Epinephrine causes local vasoconstriction, which slows the rate at which lidocaine is absorbed into the bloodstream. This reduces peak plasma levels by approximately 30–50%, effectively allowing a larger total dose to be administered safely. The tissue still receives the full anesthetic dose; it simply enters the systemic circulation more gradually.
What should I do if I suspect lidocaine toxicity?
Stop the injection immediately. Call for help and prepare for advanced life support. For mild CNS symptoms (tinnitus, perioral numbness), monitor closely and provide supplemental oxygen. For seizures, administer a benzodiazepine (midazolam 2–4 mg IV). For cardiovascular collapse, initiate CPR and administer 20% lipid emulsion (Intralipid) per ASRA guidelines. Avoid vasopressin and beta-blockers.

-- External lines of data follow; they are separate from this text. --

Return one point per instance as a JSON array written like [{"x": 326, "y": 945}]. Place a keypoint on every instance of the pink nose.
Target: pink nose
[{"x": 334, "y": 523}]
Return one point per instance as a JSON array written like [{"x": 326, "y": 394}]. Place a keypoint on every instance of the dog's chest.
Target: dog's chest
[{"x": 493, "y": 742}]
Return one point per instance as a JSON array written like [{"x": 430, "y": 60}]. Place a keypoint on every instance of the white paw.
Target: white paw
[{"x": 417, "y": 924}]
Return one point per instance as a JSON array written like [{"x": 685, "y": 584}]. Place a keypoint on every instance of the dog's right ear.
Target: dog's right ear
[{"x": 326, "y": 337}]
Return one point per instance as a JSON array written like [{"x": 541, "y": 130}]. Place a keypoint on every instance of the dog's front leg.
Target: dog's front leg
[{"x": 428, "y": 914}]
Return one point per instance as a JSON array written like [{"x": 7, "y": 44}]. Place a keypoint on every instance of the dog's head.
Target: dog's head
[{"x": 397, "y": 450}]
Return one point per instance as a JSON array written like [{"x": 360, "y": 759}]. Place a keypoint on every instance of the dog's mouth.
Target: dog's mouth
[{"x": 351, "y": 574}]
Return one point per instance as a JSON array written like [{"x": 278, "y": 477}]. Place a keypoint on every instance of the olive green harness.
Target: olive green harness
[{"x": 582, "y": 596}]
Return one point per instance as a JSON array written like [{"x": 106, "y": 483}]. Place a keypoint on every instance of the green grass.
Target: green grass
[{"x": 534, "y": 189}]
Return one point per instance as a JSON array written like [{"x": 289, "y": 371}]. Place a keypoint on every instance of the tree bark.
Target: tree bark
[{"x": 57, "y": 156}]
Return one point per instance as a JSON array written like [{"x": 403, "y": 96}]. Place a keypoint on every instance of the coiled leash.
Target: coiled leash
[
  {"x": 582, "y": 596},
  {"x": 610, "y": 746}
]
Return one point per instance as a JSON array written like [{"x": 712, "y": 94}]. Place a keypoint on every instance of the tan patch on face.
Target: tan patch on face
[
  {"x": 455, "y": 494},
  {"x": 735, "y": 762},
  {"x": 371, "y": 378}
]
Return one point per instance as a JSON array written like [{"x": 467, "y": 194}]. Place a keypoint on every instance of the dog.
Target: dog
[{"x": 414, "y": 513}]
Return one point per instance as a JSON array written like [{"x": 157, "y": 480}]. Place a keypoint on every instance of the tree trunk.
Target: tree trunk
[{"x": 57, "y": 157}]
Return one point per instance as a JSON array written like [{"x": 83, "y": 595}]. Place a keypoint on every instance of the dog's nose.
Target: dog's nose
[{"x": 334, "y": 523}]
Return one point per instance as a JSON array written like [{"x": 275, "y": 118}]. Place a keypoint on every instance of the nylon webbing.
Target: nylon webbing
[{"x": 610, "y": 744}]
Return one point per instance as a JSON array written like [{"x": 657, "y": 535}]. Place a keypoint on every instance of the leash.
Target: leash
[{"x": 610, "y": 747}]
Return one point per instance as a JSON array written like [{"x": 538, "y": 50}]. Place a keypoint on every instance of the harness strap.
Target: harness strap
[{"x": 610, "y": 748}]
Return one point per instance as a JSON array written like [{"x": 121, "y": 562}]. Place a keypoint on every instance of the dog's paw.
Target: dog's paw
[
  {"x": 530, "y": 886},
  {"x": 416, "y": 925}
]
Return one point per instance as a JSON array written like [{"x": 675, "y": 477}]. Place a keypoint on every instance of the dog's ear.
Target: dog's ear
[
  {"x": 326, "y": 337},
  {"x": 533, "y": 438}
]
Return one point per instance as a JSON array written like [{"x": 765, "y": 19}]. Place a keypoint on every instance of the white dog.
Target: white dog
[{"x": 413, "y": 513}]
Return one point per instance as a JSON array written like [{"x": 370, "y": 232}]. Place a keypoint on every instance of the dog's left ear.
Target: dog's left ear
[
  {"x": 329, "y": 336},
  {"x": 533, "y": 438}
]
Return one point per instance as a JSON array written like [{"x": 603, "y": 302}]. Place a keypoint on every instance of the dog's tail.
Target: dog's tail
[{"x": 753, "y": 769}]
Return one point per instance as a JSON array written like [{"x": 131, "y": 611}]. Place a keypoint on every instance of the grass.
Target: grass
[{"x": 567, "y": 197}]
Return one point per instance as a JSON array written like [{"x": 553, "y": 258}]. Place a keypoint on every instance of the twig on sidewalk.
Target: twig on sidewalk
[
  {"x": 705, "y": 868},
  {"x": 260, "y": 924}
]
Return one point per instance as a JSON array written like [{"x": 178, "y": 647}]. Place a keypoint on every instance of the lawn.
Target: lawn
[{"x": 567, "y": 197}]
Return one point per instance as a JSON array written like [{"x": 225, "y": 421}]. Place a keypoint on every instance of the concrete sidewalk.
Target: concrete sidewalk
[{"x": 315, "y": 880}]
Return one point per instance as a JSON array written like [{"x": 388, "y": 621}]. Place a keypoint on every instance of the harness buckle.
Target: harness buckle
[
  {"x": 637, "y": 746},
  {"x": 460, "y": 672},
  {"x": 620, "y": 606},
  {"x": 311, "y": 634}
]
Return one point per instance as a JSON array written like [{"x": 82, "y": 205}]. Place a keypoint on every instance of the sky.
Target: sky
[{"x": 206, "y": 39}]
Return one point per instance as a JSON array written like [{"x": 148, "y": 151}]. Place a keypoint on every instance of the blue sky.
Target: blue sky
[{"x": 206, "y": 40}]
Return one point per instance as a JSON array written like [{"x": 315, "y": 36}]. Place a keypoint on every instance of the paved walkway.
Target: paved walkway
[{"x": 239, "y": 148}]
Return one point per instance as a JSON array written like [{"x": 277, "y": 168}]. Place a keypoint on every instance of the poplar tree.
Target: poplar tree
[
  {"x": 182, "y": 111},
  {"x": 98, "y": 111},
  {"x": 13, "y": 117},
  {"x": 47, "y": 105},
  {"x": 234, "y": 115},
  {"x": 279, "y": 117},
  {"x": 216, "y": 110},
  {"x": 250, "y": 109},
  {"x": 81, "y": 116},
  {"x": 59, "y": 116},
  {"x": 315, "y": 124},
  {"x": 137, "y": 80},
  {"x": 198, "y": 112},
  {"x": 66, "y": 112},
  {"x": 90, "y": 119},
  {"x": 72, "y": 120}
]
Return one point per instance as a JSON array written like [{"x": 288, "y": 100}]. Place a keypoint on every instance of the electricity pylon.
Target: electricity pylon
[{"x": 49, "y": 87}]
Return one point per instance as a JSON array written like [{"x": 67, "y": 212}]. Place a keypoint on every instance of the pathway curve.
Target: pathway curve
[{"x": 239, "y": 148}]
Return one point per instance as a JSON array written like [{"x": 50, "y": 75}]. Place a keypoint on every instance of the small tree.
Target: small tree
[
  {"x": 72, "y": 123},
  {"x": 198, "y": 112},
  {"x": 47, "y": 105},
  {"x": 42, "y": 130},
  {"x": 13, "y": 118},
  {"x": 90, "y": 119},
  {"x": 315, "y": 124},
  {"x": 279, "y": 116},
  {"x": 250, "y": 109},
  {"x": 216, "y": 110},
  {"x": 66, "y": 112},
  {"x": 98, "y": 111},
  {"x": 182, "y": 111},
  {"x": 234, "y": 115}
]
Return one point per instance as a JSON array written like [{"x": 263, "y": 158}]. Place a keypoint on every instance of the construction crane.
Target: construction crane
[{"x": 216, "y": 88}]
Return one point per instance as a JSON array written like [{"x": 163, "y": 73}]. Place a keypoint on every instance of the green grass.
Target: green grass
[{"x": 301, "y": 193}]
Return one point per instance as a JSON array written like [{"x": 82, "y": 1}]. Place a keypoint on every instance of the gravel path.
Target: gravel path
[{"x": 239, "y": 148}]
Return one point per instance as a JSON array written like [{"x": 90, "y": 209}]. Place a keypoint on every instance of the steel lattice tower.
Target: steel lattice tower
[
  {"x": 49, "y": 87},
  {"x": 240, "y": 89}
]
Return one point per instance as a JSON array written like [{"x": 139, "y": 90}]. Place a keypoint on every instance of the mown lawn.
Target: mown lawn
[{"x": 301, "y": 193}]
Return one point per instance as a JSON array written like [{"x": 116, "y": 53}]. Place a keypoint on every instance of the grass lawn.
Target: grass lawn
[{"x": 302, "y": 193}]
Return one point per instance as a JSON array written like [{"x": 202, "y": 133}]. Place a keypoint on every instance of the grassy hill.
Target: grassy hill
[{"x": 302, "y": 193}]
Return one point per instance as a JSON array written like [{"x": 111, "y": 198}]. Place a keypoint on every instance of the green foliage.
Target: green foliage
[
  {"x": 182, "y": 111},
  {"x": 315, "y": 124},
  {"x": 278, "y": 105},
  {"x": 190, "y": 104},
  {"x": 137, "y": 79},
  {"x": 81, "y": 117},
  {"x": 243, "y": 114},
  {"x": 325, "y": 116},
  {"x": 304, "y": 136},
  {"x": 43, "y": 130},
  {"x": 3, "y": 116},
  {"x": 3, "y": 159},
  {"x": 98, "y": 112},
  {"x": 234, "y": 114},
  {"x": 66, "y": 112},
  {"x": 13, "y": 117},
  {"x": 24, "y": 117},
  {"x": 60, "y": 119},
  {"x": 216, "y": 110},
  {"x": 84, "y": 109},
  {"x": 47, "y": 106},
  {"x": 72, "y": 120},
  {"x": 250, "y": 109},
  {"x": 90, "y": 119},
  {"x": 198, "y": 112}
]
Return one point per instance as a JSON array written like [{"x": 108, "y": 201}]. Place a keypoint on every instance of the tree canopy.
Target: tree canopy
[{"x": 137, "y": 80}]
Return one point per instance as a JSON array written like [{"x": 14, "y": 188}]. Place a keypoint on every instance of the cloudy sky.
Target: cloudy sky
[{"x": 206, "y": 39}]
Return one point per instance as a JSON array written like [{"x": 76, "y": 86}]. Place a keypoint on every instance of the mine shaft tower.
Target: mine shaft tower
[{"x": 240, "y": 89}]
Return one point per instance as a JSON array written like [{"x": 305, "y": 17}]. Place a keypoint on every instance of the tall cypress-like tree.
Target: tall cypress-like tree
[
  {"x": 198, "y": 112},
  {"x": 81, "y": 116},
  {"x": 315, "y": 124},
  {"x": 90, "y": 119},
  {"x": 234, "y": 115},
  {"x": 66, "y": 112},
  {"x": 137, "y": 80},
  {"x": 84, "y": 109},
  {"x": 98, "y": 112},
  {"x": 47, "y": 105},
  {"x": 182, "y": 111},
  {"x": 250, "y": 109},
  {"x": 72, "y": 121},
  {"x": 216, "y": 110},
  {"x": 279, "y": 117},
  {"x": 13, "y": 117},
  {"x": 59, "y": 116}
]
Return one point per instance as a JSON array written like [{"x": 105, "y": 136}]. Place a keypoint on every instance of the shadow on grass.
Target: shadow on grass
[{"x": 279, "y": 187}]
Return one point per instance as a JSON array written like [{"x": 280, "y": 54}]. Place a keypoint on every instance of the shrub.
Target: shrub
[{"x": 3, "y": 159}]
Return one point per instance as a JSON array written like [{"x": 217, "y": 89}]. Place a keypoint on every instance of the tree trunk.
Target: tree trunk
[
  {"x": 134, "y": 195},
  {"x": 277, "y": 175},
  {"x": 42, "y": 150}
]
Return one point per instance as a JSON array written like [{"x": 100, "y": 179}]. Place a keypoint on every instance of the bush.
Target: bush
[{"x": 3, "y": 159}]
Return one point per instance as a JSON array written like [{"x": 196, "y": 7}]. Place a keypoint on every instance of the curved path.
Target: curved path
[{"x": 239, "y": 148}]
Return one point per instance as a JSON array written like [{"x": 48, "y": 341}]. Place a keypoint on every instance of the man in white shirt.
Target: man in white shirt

Can lidocaine be used in pregnant patients?
Yes. Lidocaine is FDA Category B and is one of the safest local anesthetics for use during pregnancy. It crosses the placenta, but at therapeutic doses, fetal effects are minimal. Lidocaine with epinephrine is routinely used for dental procedures and epidural anesthesia during labor and delivery.
How do I convert between percentage and mg/mL?
A 1% solution contains 1 g per 100 mL, which equals 10 mg/mL. Simply multiply the percentage by 10 to get mg/mL. For example, 2% = 20 mg/mL, 0.5% = 5 mg/mL.
Should the dose be reduced in obese patients?
This is debated. Some experts recommend dosing based on ideal body weight (IBW) rather than total body weight to avoid potential overdosing, as adipose tissue has lower blood flow and different drug distribution characteristics. A conservative approach is to use lean body weight or IBW for maximum dose calculations in significantly obese patients.
Can multiple local anesthetics be used together?
Yes, but their toxicities are additive. When combining local anesthetics (e.g., lidocaine for quick onset plus bupivacaine for long duration), the total dose of each agent should be expressed as a fraction of its maximum, and the sum of the fractions should not exceed 1. For example, using 50% of the maximum lidocaine dose means you should use no more than 50% of the maximum bupivacaine dose.